The top-flight healthcare provider features 500 pediatric subspecialists.

It’s been a while since I’ve read a story headlined “Once Upon a Time,” but there’s a pretty good one about Nicklaus Children’s Health System. “Our story begins on Christmas Eve in 1928 when the manager of the Sheridan Square Theater in Pittsburgh found an abandoned baby girl in his theater,” says the history on nicklauschildrens.org. “A note signed by a Heartbroken Mother pleaded: ‘Please take care of my baby. Her name is Catherine. I can no longer care for her. I have eight others. My husband is out of work. She was born on Thanksgiving Day. I have always heard of the goodness of show business and I pray you will look after my little girl.’”

There were, indeed, some good show business people at the theater that night, a group called Variety Club, Tent No. 1. They agreed to take care of Catherine.

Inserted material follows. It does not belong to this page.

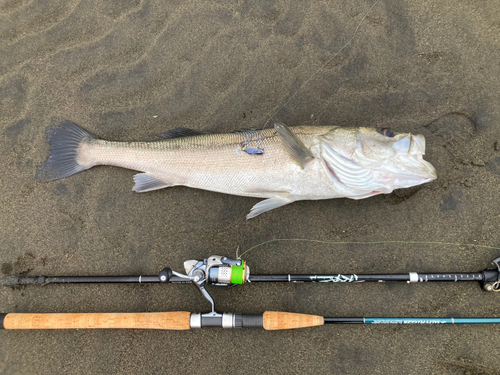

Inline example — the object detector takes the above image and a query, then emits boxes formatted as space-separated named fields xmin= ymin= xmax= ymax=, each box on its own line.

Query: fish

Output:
xmin=35 ymin=120 xmax=437 ymax=219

In the 1940s, Miami Tent No. 33 of Variety Club International was founded and decided to support Dr. Arthur Weiland, who organized the purchase of land where Nicklaus Children’s Health System’s main hospital is now in Miami. It took a 20-year effort to pull things together and Variety Children’s Hospital finally opened its doors on March 20, 1950.

In March, the System dedicated a bust of Weiland. His grandson, Arthur Weiland Hutson, told how his grandfather loved golf and admired Jack Nicklaus. “He would have been so pleased and honored that a remarkable golfer whom he admired greatly and his wife—Jack and Barbara Nicklaus—shared in his passion for pediatrics. He would be so proud that the hospital he envisioned so many years ago now bears the Nicklaus name.”

Others continue to help as well. Citadel founder Kenneth Griffin, who has moved his hedge fund from Chicago to Miami, donated a $25 million gift for a five-story, 127,000-square-foot surgical tower.

Nicklaus Children’s Health System is now being led by CEO Matthew Love, who is on the cover of this issue. He told SFBW how he specifically looked to rejoin a children’s hospital organization at this point in his career.

If you think the System is just about Miami-Dade, you would be quite wrong. Nicklaus Children’s Health goes all the way up to Jupiter and all the way over to Naples. It has grown rapidly in its more recent history. It is the only licensed specialty children’s hospital in South Florida and has 850 attending physicians and 500 pediatric subspecialists. It’s an example of how South Florida has grown to provide top-flight health care that saves patients from traveling from out of the region.

With thanks, we can all look back to Variety Club Tent No. 1, Miami Tent No. 33, Dr. Weiland, Kenneth Griffin, and Jack and Barbara Nicklaus for their roles in making this all happen.